For STS at other sites in the body, radiation therapy is recommended postoperatively for high-grade lesions, which can be extrapolated to penile LMS as well. The benefit of preoperative radiation therapy is less certain. In limb sarcomas, radiation is associated with better local control for large-sized tumors and is used for patients with initial unresectable tumors.15 Similar recommendation could be extended to penile LMS with local spread to inguinal lymph nodes, scrotum, or abdominal wall. In our review, postoperative radiation therapy was used in 3 patients with deep tumors.16-18 Of these, short-term relapse occurred in 1 patient.

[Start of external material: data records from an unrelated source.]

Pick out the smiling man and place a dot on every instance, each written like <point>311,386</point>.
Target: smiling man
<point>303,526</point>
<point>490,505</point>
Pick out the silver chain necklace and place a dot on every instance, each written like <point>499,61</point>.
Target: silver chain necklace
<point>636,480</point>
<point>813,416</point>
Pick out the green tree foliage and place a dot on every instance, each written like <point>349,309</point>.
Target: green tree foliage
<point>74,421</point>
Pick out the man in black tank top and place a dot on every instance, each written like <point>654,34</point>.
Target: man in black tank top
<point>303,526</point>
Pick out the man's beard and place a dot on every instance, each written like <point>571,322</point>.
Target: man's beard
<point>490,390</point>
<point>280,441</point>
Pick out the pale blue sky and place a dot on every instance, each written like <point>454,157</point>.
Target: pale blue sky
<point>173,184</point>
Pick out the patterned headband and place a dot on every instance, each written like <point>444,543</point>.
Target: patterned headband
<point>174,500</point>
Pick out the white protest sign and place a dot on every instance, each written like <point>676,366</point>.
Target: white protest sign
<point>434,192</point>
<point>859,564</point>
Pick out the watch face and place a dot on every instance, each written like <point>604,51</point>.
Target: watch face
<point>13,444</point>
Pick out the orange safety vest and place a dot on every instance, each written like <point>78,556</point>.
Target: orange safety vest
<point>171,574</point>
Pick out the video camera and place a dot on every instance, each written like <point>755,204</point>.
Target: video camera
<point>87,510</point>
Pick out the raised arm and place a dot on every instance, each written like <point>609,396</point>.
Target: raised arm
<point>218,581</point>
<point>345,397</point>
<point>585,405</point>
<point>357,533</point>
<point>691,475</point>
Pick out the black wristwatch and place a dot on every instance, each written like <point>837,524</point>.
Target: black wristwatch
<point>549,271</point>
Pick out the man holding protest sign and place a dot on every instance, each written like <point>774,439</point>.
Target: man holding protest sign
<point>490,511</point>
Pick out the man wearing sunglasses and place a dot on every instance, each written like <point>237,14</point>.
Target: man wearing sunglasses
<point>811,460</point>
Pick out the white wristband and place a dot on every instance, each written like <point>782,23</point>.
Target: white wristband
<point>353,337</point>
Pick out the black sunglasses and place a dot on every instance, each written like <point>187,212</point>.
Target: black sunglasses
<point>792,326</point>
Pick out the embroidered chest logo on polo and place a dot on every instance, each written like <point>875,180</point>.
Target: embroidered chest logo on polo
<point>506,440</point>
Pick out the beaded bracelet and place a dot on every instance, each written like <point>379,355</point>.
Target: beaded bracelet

Chemotherapy for LMS remains controversial. The tumor generally is resistant to chemotherapy and systemic therapy, if employed, is for palliative purpose. The most promising results for adjuvant chemotherapy for resectable STS is seen in limb and uterine sarcomas with high-grade, metastatic, or relapsed tumors but improvement in overall survival has been marginal.19,20Single and multidrug regimens based on doxorubicin, ifosfamide, and gemcitabine have been studied with results showing no efficacy or a slight benefit.8,21 Immunotherapy and targeted therapy for penile STS have not been studied. In our review, postoperative chemotherapy was used for 2 patients with deep tumors and 1 patient with a superficial tumor while preoperative chemotherapy was used for 1 patient.16,18,22 Short-term relapse was seen in 2 of 4 of these patients (Table 2).